Each patroller is tasked with skiing several particular trails during openers. The main purpose is to ensure each run is safe to open to the public, a task which includes surveying the snow conditions, making sure bamboo and rope lines are firmly planted in the snow, and checking that pads are still in place on lift towers, trail signs, snow guns, and other obstacles. Opening runs are also when we plant our slow signs.  

The rest of the day then proceeds much you might expect: responding to skier-wrecks, installing or removing bamboo and rope lines, performing speed control, training, and otherwise skiing around. The end of the day approaches at 3 p.m., when Empire Patrol begins its sweeps, closing that portion of the mountain and funneling skiers back toward the Silver Lake and Snow Park lodges.

 Sweeps are staggered across each mountain. And in addition to ensuring that no guests are left on any runs, we also prepare the trails for Deer Valley’s overnight workers: the snowmakers and snowcat operators. We remove the slow signs we installed that morning and pull back rope lines to allow the snowcats to groom the trails. If all goes according to plan, we’re off the slopes by 5:15 p.m., just as the cats are rumbling from their garage off Ontario run.

The day flies by. With six mountain peaks as our office, how could it not?

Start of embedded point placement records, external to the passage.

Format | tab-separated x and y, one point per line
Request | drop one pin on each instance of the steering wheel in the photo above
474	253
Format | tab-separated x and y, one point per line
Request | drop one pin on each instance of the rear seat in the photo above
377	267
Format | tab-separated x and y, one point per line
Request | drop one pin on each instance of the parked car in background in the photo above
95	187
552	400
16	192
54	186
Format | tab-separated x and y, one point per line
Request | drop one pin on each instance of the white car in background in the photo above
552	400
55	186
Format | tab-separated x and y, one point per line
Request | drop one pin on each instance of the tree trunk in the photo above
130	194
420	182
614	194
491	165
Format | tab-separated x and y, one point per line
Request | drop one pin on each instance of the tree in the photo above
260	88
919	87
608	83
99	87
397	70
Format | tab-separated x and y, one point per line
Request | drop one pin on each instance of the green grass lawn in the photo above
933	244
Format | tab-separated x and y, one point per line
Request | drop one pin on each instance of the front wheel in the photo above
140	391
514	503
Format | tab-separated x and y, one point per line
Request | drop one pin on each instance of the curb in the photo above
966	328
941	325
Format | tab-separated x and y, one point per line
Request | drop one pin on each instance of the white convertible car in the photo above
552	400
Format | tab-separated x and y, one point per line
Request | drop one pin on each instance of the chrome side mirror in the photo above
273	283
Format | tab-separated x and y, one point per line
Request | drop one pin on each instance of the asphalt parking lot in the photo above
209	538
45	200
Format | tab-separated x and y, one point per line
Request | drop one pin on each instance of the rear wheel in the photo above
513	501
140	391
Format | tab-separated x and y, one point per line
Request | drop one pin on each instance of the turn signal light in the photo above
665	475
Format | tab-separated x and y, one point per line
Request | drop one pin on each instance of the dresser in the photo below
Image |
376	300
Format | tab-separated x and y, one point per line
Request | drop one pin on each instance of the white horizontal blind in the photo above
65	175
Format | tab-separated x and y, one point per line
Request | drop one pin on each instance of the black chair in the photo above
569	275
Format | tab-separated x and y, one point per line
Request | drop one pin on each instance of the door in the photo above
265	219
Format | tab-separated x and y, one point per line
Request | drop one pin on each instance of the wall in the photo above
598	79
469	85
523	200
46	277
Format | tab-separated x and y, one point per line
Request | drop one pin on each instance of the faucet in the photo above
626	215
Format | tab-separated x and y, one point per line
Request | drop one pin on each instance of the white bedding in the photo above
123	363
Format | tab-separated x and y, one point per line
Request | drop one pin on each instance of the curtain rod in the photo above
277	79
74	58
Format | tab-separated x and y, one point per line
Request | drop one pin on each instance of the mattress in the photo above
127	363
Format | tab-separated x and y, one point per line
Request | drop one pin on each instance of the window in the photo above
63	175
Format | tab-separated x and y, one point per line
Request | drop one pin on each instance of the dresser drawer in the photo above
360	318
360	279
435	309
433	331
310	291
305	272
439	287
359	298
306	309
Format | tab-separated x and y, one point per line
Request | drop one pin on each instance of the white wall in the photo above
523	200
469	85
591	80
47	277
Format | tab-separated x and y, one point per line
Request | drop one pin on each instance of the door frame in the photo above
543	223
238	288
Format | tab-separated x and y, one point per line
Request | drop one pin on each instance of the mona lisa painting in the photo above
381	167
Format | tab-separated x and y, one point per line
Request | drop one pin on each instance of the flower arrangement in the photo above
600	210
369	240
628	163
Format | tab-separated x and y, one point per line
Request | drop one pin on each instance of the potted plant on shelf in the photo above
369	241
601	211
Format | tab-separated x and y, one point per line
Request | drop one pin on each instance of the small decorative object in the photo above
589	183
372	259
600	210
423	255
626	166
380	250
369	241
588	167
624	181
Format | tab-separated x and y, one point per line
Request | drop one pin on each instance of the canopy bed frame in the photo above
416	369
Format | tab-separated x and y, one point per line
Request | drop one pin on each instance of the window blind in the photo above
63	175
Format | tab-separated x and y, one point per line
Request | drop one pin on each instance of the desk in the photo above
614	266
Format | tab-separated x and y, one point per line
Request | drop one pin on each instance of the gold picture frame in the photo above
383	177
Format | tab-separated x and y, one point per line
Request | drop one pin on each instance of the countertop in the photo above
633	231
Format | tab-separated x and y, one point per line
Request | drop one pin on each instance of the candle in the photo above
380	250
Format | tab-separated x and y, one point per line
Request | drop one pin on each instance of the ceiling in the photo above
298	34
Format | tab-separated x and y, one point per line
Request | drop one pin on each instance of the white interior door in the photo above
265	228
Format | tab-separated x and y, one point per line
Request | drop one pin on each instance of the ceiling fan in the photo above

Next up: more on responding to skier wrecks, the divide between “wreck” and “project” patrollers, and The Wheel of Misfortune. 

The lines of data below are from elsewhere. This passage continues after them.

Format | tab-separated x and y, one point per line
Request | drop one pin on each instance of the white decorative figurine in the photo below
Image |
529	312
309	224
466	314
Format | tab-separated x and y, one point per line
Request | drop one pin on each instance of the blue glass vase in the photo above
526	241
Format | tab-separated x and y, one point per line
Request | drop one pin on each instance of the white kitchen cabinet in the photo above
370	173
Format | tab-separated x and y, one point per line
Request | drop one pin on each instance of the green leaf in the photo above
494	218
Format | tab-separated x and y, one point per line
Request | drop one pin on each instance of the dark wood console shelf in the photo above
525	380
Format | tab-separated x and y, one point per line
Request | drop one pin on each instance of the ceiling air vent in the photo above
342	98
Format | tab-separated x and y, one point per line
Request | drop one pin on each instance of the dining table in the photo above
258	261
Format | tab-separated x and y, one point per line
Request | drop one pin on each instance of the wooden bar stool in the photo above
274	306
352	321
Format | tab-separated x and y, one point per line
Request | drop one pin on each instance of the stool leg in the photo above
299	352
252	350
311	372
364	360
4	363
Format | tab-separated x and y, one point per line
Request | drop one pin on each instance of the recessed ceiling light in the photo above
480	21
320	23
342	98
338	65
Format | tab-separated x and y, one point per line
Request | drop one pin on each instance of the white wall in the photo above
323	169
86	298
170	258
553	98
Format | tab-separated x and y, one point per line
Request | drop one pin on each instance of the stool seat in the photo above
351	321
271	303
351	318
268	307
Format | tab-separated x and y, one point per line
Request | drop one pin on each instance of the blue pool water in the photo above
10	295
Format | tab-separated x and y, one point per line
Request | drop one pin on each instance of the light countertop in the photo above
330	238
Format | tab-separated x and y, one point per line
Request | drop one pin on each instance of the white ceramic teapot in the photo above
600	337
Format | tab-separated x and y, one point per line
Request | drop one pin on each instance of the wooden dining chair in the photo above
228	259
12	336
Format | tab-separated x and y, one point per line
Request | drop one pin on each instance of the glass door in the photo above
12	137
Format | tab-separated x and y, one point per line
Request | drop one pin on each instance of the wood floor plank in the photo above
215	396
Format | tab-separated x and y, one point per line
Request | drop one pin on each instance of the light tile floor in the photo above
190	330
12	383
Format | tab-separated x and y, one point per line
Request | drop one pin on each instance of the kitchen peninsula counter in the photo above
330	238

Any questions? Shoot an email to alneuhauser@gmail.com.

5 thoughts on “Behind the Scenes with Ski Patrol

  1. How about adding a former lawyer to your crew! Would love to hear about how to become a member of Ski Patrol.

  2. Being a Ski Patrol “Shadow” when i worked at DV back in the late 90s was a truly enlightening experience for me and one I have thought about often. You all do an amazing job, all the best to you and keep up the tremendous job you do!!!

  3. I was recently one of the “skier wrecks” that ski patrol had to respond to. I was so impressed by the speed at which the ski patrol lady appeared, and she was very helpful and made sure i got down the mountain OK and knew where to go to see an EMT. So thank you, to all of you, for the job that you do. Throughout my stay at Deer Valley i really felt that the employees truly cared about their jobs and every one i met was so upbeat…..even though i have many years to go I am already planning my retirement at Deer Valley!!!!

  4. Hey ski patrol, I am glad to hear that you all are actually real people, not that I ever doubted it. I enjoyed reading this post and I am looking forward to more posts about the patrollers. Thank you Deer Valley!